“It is as you will,” he said. “It must be so. If it is that I can commend you to the future employer, you shall ask it. I will so do—gladly.”

“You’re good to say that,” replied Chick. “But I won’t need no recommend. I won’t never take no job in a printin’ shop ag’in.”

He was through with his errand and he rose to go. He appeared to be dizzy, and Donatello, thinking he was about to fall, rose and reached toward him a helping hand.

But the boy steadied himself without assistance and stood firm.

“It ain’t nothin’,” he said. “I used to have them spells; but I got over ’em. I’ll git over these.”

He put on his cap, said good-night to his sometime employer, and left the room. Donatello went with him to the head of the stairs and saw him reach the bottom of the flight in safety, then he returned to his room. But he did not immediately resume his work. He sat, for many minutes, his chin in his hand, in deep thought.

The day following the outbreak at the mills was Saturday. From early morning rumors of further trouble had filled the air. Yet everything was quiet. No union workmen had been molested, even the pickets of the Industrial workers had been withdrawn. People versed in the ways of syndicalism predicted that it was the calm before the storm. They were right.

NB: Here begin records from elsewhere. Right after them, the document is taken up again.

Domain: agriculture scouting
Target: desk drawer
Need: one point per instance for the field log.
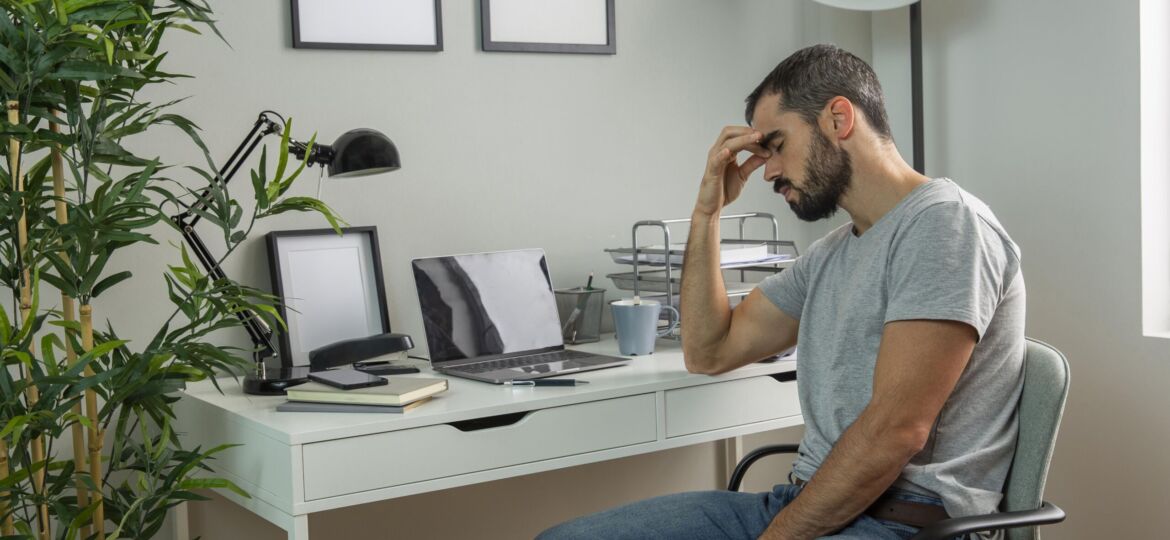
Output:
(727, 405)
(349, 465)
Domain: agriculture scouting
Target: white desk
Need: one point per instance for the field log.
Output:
(294, 464)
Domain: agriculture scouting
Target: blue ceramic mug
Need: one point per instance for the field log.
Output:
(635, 322)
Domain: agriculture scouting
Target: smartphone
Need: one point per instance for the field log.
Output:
(346, 379)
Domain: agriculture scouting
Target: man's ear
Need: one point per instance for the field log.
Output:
(838, 118)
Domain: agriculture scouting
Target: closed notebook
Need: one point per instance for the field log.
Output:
(310, 407)
(399, 390)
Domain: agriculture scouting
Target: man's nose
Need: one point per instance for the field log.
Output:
(771, 170)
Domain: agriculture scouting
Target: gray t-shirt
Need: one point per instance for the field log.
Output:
(940, 255)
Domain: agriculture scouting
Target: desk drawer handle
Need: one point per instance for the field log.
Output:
(488, 422)
(786, 376)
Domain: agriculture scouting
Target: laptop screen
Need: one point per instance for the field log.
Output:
(486, 304)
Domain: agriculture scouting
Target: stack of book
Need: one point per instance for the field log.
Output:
(399, 395)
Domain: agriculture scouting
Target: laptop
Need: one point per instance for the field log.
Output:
(493, 317)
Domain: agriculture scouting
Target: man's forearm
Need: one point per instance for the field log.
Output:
(860, 468)
(706, 312)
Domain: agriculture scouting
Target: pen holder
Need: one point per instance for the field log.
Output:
(580, 313)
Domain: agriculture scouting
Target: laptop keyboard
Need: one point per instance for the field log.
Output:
(518, 361)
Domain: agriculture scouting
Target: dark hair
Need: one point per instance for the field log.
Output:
(812, 76)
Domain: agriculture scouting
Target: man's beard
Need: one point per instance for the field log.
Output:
(827, 173)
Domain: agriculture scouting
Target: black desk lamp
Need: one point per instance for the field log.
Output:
(355, 153)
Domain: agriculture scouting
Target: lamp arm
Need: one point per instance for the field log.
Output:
(259, 332)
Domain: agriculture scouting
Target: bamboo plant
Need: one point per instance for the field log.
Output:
(73, 195)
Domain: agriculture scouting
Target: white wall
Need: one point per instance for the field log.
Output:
(500, 151)
(1033, 105)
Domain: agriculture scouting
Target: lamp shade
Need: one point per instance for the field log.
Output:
(866, 5)
(362, 152)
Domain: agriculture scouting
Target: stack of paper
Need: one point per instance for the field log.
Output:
(729, 254)
(400, 394)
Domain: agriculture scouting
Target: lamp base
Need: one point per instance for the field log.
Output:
(275, 380)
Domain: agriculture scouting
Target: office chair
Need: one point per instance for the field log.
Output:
(1040, 408)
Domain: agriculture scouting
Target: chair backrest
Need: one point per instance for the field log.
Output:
(1040, 409)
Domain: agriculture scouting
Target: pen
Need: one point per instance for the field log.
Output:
(548, 382)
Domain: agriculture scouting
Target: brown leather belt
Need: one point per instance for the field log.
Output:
(915, 514)
(892, 509)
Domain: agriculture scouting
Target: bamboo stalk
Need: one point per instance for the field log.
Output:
(69, 311)
(95, 430)
(26, 307)
(7, 527)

At noon, information, carried by dependable spies, reached the Barriscale headquarters to the effect that the cause of the Industrialists in Fairweather had been taken up by their brethren in a neighboring city, and that active and aggressive aid was to be immediately forthcoming. Incensed at the treatment of their fellows by the police, angered that one of their women should be wounded, they were to march in a body on the Barriscale works, and demand reinstatement for their brethren, under penalty of having the works taken over by the Industrialist army.

It was a desperate programme; it called for drastic measures of prevention. The chief of police admitted that his force would be unable to cope with such a body of marchers and rioters as the Industrialists could undoubtedly muster. The state police had troubles of their own at the coal mines and could not be spared. It was plain that the National Guard must be looked to for protection.